Flexion angles are important, but rotational alignment is paramount. During trial fixation, the surgeon must passively flex the MCP joints to ensure that all fingertips point toward the scaphoid tubercle. Malrotation will result in digital overlapping during grasp, severely compromising hand function.

Fixation Techniques

Techniques for arthrodesis with internal fixation include Kirschner wires (K-wires), intraosseous wiring (tension band wiring), headless compression screws, and bone grafting techniques (for bone loss).

  • Tension Band Wiring: Has been reported to provide highly reliable, biomechanically superior fixation for PIP and MCP joint arthrodesis. It converts dorsal tensile forces into volar compressive forces at the arthrodesis site, promoting primary bone healing.
  • Kirschner Wire (K-wire) Fixation: Remains the most versatile and widely utilized technique. It is rapid, simple, and allows precise intraoperative control of the fusion position in flexion, angulation, and rotation before final fixation is achieved.

Advantages of K-wire Fixation:
1. Preserves maximal bone length (minimal bone resection is required compared to cup-and-cone reaming techniques).
2. Allows for fine-tuning of the digital cascade.
3. Provides sufficient stability to allow early motion of the adjacent, non-fused joints.
4. Rapid union is reliably achieved when combined with meticulous joint surface preparation (exposing bleeding subchondral bone).

Surgical Technique for Arthrodesis (K-Wire/Tension Band)

  1. Approach: A dorsal longitudinal or V-shaped incision is made over the target joint. The extensor tendon is split longitudinally or mobilized laterally.
  2. Joint Preparation: The collateral ligaments are excised to allow complete joint exposure. The articular cartilage and sclerotic subchondral bone are resected using a microsaw or rongeur. Flat cuts or a cup-and-cone technique can be used; the goal is maximal cancellous bone contact.
  3. Positioning: The joint is placed in the predetermined degree of flexion (e.g., 25° for the index PIP).

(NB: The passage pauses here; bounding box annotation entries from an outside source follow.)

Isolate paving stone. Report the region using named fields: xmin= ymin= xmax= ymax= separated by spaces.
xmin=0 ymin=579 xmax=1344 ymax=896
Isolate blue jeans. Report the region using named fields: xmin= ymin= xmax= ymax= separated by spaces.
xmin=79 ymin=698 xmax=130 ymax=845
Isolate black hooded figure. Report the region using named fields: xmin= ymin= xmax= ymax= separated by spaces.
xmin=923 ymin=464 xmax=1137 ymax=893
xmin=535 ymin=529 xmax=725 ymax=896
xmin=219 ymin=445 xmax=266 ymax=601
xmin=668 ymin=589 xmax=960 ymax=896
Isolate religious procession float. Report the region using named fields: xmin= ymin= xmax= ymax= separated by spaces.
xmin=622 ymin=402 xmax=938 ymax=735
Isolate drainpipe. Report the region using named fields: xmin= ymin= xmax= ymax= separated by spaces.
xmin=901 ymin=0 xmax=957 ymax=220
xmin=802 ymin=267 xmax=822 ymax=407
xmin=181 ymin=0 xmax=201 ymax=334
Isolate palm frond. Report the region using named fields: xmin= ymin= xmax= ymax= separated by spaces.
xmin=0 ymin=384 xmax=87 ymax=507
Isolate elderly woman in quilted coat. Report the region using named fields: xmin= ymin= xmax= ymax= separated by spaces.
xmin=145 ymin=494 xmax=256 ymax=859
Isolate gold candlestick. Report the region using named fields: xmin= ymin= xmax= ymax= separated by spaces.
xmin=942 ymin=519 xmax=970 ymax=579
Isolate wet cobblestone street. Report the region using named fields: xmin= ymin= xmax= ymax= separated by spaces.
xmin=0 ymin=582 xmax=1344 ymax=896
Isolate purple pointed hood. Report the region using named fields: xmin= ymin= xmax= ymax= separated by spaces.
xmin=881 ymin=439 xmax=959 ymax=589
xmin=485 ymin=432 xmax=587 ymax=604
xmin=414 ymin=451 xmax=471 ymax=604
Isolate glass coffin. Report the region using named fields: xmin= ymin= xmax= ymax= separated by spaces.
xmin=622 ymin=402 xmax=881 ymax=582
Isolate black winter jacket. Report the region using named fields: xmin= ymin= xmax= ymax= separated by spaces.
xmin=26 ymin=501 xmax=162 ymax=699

Rotational alignment is verified by checking the cascade toward the scaphoid.
  4. Fixation:
    • For K-wires: Two 0.045-inch or 0.062-inch K-wires are driven across the joint in a crossed configuration, ensuring they engage the opposite cortices for maximum stability.
    • For Tension Band: A single longitudinal K-wire is placed, followed by a dorsal intraosseous wire looped in a figure-of-eight fashion to provide dynamic compression.
  5. Closure: The extensor mechanism is repaired over the arthrodesis site, and the skin is closed.
  6. Postoperative Care: The digit is protected in a splint for 4 to 6 weeks until radiographic evidence of trabecular bridging is observed. Motion of the adjacent joints is encouraged immediately to prevent stiffness.

CONCLUSION

The surgical management of the inflammatory hand requires a meticulous, tissue-respecting approach. Whether performing a prophylactic PIP synovectomy, a limb-salvaging flexor tenosynovectomy, or a definitive joint arthrodesis, the surgeon must balance the eradication of disease with the preservation of delicate biomechanical structures. Strict adherence to pulley preservation, precise arthrodesis angulation, and aggressive, supervised postoperative rehabilitation are the cornerstones of restoring enduring function to the rheumatoid hand.